I shared this response in an email to Cedric, and he suggested I share it here as well:
I hadn’t gotten around to reading this post until now, but I love that insight that understanding variation is key.
I was part of the revenue forecasting finance team at Google that set the estimates for how much money we’d make so that the company could decide how much it could plan to spend and maintain margins. When I got there in 2008, the errors were 10-20% on the annual forecast; a few years later, we were rarely off by more than 0.5-1% at the quarterly level, and 1-2% for the year, unless something had drastically changed (aka exceptional variation in the form of global economy changes).
A lot of the forecasting improvement was low-hanging fruit addressing normal variation - splitting up forecasts by country/region that behaved differently, understanding seasonality better (holidays around the world, weekdays vs. weekends, one-off events like the World Cup or the Olympics), tuning different algorithms for different products, using year-on-year and year-on-2year trends to understand outliers, etc.
As part of that, I developed my understanding of our revenue driver metrics so I could glance at a day when actuals were off from our forecast, and figure out in a few minutes whether it was something to look into more or not. I was the guy the VPs/execs looked at to tell them whether this was “normal variation” or something that needed greater investigation.
Data driven decisions without that intense understanding of the underlying data often just means leaders seizing on the numbers that support their pre-existing biases
[Cedric asked me how I developed that understanding without looking at variation charts]
In our case, it was looking at the year-on-year data split by country/region that was most helpful, plus also splitting revenue out by key subcomponents (e.g. click-through rate and cost-per-click). We had an internal dashboard that allowed us to split the revenue data along all of those axes, and it was incredibly helpful in building that intuition - I later learned from the team that built and maintained that dashboard that I was their #1 user by a mile
There’s an accumulation of little things like knowing that quarterly comparisons are tricky because they are different lengths (Q1 is 90 days due to February, compared to 91 days in Q2 or 92 days in Q3 and Q4), or knowing how Catholic countries in Southern and Eastern Europe have a much bigger slowdown due to Easter. There’s keeping track of yearly events so you can look at whether it’s this year that’s the outlier or last year when looking at weird y’y trends. There’s looking at the subcomponents as I mentioned - I remember one day when all the monitoring alerts fired because our revenue per query tanked, and we quickly realized it was because Michael Jackson had died, and we had a spike of queries about Michael Jackson that had no ads on them.

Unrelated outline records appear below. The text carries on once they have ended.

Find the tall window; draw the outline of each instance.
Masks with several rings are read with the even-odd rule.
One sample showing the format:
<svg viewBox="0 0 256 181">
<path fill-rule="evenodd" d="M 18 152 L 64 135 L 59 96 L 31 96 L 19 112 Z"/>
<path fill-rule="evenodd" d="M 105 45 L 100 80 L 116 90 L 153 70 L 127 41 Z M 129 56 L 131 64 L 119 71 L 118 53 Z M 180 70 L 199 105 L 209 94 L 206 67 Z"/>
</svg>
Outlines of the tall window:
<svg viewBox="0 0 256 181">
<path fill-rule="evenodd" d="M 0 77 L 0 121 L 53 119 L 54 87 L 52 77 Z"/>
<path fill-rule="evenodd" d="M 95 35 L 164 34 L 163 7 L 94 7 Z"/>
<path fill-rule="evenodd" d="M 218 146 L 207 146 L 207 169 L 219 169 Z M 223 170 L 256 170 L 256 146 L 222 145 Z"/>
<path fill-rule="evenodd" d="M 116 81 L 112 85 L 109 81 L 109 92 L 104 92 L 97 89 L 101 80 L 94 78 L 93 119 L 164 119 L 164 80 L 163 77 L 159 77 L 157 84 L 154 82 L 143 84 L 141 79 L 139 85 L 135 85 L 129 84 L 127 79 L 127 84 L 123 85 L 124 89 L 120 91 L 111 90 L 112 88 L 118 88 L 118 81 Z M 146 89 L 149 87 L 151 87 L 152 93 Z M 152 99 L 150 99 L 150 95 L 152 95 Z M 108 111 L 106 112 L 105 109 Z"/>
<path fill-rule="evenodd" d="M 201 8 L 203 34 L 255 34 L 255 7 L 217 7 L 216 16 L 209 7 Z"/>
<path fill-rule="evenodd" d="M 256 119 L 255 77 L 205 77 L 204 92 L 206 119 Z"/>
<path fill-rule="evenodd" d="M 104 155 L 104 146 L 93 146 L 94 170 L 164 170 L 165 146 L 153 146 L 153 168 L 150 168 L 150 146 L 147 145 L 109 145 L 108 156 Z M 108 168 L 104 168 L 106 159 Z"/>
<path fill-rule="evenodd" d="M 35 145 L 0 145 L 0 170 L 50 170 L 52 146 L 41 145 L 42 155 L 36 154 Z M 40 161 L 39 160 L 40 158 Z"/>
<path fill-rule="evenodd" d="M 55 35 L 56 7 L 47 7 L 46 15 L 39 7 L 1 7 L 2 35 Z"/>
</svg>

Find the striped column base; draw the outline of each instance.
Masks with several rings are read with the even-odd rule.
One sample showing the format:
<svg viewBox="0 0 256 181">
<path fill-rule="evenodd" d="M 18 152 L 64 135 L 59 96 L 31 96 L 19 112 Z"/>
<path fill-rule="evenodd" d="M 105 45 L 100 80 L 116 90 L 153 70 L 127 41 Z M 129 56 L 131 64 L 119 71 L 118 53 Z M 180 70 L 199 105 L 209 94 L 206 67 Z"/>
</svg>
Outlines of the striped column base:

All of those intuitions were later codified into the forecasting algorithms (rather than doing a global forecast, the team automated doing y/y forecasts by country and region and summed them up, taking into account seasonal variations and holidays and other discontinuous events like the Olympics or World Cup) and passed on as knowledge to new people joining that revenue forecasting team, so it was no longer up to them to learn it as we did.